The Transportation Department said on Friday that airlines averaged a 79.5 percent on-time arrival rate in 2009. Flights count as on-time if they arrive less than 15 minutes late.
Among the largest carriers, Southwest Airlines had the best record, with 83 percent of its flights on time. United was tops among the big traditional carriers, with 81 percent of flights on-time.
Hawaiian Airlines, which operates a fraction of the flights of the big carriers, was first overall.
Airlines struggled in December, though, as winter storms pushed down the on-time rate to 72 percent. The DOT tracks on-time arrivals for flights between U.S. airports. International flights don't count.
Airlines have increasingly padded their schedules for flights to congested airports to improve the chance of arriving on time. They say the extra time accounts for unpredictable delays, especially at the three busy New York-area airports, which finished in the bottom third of the big U.S. airports for on-time departures in 2009.
United finished 2008 with the second-worst on-time record among the big airlines, just ahead of American. To turn that around, United offered workers bonuses for first- or second-place monthly finishes, built more time into its schedules and added spare planes, President John Tague said on Friday. He said United's on-time improvement was greater than the amount of time it added to its schedule.
He credited United workers with the improvement.
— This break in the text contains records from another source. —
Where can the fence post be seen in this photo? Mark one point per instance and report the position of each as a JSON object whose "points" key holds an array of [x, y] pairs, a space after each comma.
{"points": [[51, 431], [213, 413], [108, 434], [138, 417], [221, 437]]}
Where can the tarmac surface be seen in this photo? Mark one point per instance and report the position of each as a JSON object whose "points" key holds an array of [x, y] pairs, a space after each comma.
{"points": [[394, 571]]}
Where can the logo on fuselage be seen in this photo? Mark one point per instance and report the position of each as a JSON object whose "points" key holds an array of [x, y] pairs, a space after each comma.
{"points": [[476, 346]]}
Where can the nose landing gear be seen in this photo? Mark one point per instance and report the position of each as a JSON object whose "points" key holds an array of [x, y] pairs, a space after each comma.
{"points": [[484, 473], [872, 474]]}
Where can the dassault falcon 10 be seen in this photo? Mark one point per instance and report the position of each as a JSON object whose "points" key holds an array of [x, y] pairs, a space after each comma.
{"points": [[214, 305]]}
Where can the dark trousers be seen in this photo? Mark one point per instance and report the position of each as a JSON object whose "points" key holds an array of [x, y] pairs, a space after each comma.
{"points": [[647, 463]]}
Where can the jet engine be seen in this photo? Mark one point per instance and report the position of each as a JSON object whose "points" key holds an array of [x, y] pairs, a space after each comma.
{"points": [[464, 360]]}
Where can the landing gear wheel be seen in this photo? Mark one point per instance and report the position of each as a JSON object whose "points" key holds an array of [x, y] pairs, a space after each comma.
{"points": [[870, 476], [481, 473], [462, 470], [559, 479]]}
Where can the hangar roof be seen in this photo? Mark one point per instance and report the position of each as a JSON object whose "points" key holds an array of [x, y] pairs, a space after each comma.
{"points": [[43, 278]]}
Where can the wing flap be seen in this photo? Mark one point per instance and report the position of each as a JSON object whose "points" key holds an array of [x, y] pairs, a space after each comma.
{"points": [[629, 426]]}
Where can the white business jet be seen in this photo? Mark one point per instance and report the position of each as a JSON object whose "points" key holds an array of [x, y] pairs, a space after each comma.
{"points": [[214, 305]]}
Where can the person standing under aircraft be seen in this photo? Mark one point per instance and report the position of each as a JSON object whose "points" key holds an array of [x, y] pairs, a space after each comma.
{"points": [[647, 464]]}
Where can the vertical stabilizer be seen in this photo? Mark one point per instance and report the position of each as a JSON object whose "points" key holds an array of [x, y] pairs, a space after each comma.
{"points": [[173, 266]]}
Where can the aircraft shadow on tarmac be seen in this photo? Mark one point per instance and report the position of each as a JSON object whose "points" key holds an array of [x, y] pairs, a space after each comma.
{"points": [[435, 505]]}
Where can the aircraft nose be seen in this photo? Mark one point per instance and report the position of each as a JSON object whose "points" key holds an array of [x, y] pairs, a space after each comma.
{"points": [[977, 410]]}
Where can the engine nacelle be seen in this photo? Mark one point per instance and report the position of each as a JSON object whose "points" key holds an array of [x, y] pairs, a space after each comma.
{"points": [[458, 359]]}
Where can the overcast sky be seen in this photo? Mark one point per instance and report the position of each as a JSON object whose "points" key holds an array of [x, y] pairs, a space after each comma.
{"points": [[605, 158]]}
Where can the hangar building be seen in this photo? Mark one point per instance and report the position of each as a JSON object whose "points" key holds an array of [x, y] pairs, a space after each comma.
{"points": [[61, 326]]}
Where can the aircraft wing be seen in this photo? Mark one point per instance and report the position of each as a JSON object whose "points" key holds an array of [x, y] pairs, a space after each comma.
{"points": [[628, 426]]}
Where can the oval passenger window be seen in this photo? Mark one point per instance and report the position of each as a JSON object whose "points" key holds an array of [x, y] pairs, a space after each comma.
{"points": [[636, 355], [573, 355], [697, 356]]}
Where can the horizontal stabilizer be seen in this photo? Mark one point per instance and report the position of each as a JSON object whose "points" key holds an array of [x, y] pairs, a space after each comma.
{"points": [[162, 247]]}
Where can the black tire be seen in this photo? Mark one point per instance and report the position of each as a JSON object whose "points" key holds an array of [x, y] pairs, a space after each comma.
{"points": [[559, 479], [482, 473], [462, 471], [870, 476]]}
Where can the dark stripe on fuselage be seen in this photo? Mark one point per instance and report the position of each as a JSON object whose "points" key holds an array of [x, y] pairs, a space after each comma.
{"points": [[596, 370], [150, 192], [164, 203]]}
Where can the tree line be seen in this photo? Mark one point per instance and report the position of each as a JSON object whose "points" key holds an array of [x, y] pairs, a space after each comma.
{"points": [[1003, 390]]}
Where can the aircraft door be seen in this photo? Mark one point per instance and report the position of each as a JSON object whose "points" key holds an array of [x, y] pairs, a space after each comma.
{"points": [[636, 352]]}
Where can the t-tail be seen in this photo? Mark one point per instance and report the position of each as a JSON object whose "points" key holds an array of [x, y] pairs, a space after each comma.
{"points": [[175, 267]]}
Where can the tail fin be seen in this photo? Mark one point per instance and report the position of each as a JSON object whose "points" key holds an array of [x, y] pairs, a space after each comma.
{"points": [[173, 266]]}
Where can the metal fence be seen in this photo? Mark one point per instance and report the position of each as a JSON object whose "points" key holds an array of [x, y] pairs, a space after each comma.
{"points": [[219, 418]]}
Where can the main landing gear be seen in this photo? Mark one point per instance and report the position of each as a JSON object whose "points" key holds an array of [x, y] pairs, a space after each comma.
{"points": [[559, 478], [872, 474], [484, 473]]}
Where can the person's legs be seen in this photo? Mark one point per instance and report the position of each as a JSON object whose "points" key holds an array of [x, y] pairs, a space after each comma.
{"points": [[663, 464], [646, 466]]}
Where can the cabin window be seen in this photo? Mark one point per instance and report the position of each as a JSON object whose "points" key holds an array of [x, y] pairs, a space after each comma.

The bonuses added up to $825 per worker for 2009.
Still, only Delta had a higher rate of customer complaints among the big carriers, although United had fewer complaints than in 2008. Tague said the on-time improvement is leading to higher customer satisfaction levels.
United is raising the monthly bonuses to $130 per month for a first-place finish. Pilots will stop getting the bonus in six months, though, because they objected to a change in the way the company calculates the bonus.
The DOT also said there were 3.9 reports of mishandled baggage per 1,000 passengers last year, the lowest rate since 2004. AirTran Airways had the best baggage record, while Delta Air Lines Inc. — not counting Delta's Northwest unit, which reported separately — was worst among the big international carriers.
The DOT noted 35 tarmac delays that lasted longer than three hours in December, including 10 by American Airlines and nine more by its regional affiliate, American Eagle.